Results 1 to 8 of 8

Thread: Team Strain quality thoughts

  1. #1
    Senior Member wirthi's Avatar
    Join Date
    Apr 2002
    Location
    Pasching.AT.EU
    Posts
    820

    Team Strain quality thoughts

    Hi,

    I don't think how the team strain is currently handled is of very high quality. The main reason is: the diversity is not very high. Take a look at a newly downloaded results.dat from the team-strain with the viewresults.exe. Almost all results look similar, they are all concentrate at one point in the 3D-map.

    That's because only the top 1000 results are included, and they all concentrate on that point.

    One reasonable thing to do would be the following: include some results with lower muon yield in the team strain download. Like: if you download a file with 1000 results, include the top 800, and additionally 200 random results (with lower quality). You should at least make such an option in the download-script.

    If we don't do that, we risk at heading towards a dead end (a "local maximum").

    A simple workaround would be: don't exchange your results.dat with the one you download, but append it; a programm that sorts out dpulicates would be helpful (there was a "muonmonitor" from bananeweizen of team rechenkraft, but I don't know if it still works with the current client).
    Engage!

  2. #2
    Stats Developer magnav0x's Avatar
    Join Date
    Mar 2002
    Location
    Dallas, TX
    Posts
    1,747
    I'm not active in the muon project at the moment so I'm not going to throw any opinions in the ring. I only limited the result.dat to 1000 to help with download and overall user wait. If you guys want to switch back to full download then I'll happily switch back to that on full strain download.
    Warning this Post is Rated "M" for Mature

    -Contains Harsh Language
    -L337 HaX0r W3RD2!
    -Partial Nudity

    I haven't lost my mind; it's backed up on tape drive somewhere.

  3. #3
    First, MuonMonitor does work with the current release- I am using it and another program called muon1datautil for culling/merging the files.

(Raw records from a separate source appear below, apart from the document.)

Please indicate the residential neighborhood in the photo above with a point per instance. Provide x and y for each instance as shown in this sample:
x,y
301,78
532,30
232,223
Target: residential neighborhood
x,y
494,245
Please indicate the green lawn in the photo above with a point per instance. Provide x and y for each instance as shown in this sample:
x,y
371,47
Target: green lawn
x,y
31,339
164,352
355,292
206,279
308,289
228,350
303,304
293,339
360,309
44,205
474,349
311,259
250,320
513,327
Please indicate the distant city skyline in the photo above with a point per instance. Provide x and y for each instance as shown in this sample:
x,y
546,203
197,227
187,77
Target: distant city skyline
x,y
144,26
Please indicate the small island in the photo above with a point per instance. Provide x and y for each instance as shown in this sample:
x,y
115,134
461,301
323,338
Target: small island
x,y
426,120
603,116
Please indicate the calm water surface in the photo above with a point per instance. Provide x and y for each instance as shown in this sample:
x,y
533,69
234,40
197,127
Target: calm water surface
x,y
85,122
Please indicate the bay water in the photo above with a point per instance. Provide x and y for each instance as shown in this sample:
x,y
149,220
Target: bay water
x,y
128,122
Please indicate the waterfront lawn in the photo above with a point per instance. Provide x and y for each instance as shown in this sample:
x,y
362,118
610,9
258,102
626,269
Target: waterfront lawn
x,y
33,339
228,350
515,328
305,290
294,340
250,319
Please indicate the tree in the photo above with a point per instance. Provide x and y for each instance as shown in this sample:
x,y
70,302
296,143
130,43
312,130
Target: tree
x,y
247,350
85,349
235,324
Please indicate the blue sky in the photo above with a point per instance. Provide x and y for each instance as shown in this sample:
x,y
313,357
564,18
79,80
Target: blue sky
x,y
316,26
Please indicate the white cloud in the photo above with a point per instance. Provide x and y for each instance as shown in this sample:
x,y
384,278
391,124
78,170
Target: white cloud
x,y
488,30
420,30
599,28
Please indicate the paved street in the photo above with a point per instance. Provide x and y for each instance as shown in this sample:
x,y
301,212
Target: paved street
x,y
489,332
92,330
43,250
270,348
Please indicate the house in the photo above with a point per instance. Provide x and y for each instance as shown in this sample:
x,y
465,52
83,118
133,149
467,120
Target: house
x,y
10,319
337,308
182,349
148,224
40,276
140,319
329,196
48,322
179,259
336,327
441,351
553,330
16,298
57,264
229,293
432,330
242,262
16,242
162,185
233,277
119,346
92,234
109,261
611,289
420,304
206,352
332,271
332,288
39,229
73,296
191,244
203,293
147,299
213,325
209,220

    As for the diversity question-- The client will generate Random setups, along with the Crossover, Mutate, and Interpolate setups that are based on the results.dat file.
    So you get a certain amount of low-end results to work with from there. Additionally, if you are running more than one client, you can keep the team strain on one and an independent strain on another, and periodically merge the independent results into your local team strain. I do this with my 4 clients; periodically I clip the best 100-200 from the three independent lines, d/l the best 200 from the team strain, merge all 4 files, cull the duplicates, and voila- my new local team strain.

  4. #4
    Senior Member wirthi's Avatar
    Join Date
    Apr 2002
    Location
    Pasching.AT.EU
    Posts
    820
    Originally posted by rshepard
    First, MuonMonitor does work with the current release- I am using it and another program called muon1datautil for culling/merging the files.
    Good to hear that, I'll have to download it from rechenkraft again ...

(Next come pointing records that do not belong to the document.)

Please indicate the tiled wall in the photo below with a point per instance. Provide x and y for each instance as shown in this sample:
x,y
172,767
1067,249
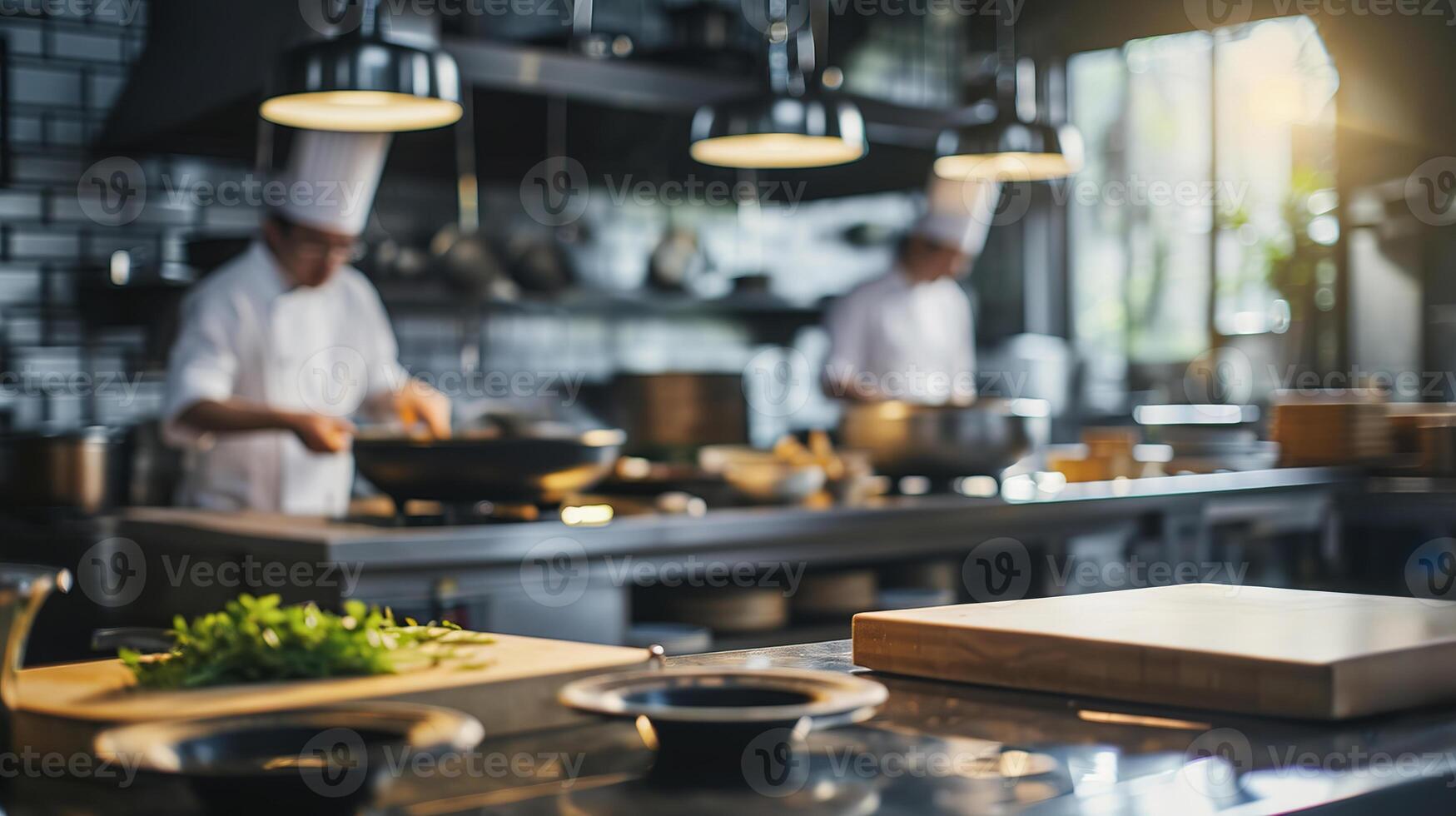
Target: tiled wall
x,y
63,73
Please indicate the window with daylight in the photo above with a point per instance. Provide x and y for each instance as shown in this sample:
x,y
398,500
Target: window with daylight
x,y
1206,203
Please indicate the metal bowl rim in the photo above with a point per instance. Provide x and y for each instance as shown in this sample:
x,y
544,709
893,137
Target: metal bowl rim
x,y
833,693
421,728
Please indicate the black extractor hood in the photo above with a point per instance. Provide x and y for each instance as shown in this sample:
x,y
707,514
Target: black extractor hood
x,y
198,83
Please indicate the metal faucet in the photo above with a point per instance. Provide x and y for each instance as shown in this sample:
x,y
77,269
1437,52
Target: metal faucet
x,y
22,592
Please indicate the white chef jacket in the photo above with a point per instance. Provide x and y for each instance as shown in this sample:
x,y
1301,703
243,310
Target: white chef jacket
x,y
905,340
246,334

    Originally posted by rshepard As for the diversity question-- The client will generate Random setups, along with the Crossover, Mutate, and Interpolate setups that are based on the results.dat file.
    So you get a certain amount of low-end results to work with from there. Additionally, if you are running more than one client, you can keep the team strain on one and an independent strain on another, and periodically merge the independent results into your local team strain. I do this with my 4 clients; periodically I clip the best 100-200 from the three independent lines, d/l the best 200 from the team strain, merge all 4 files, cull the duplicates, and voila- my new local team strain.
    Yea, I know that; but:

    First, the random results usually lead to a very, very bad result compared to those that are in the strain currently. It's verys unlikely that a random result or a result derived from a now computed random result will overtake the other good results we have now.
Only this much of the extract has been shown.